In recent years considerable developments have taken place to determine methods of specifying the habit (or plant shape) of woody plants. A climber plants habit is best described as having several shoots. A climber with several shoots is defined as a plant with a number of shoots arising from ground level. Examples of these are Clematis spp., Campsis spp., Hedera spp., Hydrangea spp. and Parthenocissus spp.
The habit of the climber is further qualified by the number of branches or breaks which can be expected for a given size of specified plant. The NPS clearly indicates the number of branches or breaks which can be expected for bare root and container grown climbers of a range of growth types and sizes.
Bare root Climbers
The number of branches, which is dependent of growth habit and size, may be specified for Parthenocissus quinquefolia and cvs. which are available bare root, the minimum number of branches is 3 for a plant with minimum height of 125 cm.
Container grown Climbers
The number of breaks occurring in the lower third of the plant may be specified.
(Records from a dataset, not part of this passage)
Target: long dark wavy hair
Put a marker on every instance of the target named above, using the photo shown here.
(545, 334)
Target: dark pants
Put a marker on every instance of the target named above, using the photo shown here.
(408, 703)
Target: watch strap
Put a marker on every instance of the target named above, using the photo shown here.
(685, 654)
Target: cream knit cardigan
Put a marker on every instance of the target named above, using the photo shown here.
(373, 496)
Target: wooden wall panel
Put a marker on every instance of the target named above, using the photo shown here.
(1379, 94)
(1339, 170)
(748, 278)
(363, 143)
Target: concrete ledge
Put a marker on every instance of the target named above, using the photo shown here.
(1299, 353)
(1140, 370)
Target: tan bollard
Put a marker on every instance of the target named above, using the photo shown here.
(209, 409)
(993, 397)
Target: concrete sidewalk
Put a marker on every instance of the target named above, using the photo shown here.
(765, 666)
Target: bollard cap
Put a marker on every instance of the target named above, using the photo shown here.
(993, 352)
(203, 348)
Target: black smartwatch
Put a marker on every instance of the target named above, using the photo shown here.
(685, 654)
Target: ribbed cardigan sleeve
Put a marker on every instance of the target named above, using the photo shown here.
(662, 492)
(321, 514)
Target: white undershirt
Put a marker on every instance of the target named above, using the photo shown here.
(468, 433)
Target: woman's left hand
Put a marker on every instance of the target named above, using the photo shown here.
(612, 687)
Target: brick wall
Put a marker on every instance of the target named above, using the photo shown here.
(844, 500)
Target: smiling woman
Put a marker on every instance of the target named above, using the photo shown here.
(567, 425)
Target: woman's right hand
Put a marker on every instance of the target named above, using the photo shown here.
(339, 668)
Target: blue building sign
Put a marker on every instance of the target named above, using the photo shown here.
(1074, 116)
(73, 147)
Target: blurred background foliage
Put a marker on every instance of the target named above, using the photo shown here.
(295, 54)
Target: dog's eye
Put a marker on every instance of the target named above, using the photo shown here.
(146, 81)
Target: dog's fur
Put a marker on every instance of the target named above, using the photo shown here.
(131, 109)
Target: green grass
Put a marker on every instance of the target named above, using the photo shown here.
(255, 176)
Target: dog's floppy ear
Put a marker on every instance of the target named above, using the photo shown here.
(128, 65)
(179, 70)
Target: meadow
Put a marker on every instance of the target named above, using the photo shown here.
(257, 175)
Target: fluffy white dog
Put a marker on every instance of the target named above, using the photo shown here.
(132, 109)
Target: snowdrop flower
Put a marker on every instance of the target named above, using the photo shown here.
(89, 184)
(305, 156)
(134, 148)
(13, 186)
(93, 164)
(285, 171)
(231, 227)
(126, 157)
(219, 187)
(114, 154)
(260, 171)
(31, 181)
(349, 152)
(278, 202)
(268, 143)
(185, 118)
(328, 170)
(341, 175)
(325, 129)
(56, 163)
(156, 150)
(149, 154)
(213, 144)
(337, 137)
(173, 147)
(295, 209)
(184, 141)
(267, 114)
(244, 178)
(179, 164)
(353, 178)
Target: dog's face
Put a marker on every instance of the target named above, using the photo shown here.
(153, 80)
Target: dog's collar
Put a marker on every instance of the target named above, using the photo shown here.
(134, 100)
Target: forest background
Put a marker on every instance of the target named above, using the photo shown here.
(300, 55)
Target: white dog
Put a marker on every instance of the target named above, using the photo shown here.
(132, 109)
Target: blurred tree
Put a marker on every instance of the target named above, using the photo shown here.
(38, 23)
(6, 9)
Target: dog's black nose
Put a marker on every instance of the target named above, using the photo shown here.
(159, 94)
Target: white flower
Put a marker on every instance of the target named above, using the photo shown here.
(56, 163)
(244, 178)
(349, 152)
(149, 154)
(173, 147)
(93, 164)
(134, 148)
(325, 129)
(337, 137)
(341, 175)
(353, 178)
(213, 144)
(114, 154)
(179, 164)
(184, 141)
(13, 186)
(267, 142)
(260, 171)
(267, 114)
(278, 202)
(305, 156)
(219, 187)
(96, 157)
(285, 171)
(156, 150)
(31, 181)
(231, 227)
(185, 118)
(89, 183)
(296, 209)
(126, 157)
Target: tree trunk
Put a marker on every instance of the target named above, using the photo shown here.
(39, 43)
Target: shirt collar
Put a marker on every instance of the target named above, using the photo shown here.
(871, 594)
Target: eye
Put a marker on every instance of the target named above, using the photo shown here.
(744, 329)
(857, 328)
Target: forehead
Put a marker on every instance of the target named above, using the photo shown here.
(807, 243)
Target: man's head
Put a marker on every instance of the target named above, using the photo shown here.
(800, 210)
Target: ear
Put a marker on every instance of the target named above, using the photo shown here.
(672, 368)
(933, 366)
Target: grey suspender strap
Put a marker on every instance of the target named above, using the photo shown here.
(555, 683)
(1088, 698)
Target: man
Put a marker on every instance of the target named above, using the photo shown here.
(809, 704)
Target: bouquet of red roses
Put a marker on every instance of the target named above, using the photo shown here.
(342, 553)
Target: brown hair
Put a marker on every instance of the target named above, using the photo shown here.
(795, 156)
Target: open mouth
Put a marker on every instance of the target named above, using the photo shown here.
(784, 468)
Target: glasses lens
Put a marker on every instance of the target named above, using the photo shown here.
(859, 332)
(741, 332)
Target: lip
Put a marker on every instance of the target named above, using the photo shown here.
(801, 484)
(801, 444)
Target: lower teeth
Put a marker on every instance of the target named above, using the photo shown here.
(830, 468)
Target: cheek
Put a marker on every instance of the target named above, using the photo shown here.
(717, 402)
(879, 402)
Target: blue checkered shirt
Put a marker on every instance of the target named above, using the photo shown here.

This is dependent on the habit and size of the climber.
|Climber||No. of breaks||Climber||No of breaks|
|Akebia spp.||3||Hydrangea spp.||2|
|Clematis spp.||2||Lonicera spp.||3|
|Hedera spp.||2||Parthenocissus spp.||2/3|
These specifications cover climbers grown typically in 2-3 litre containers. This represents the majority of the plants for sale. For larger container volumes, the overall height and number of breaks will increase in proportion of the habit and vigour of the plant.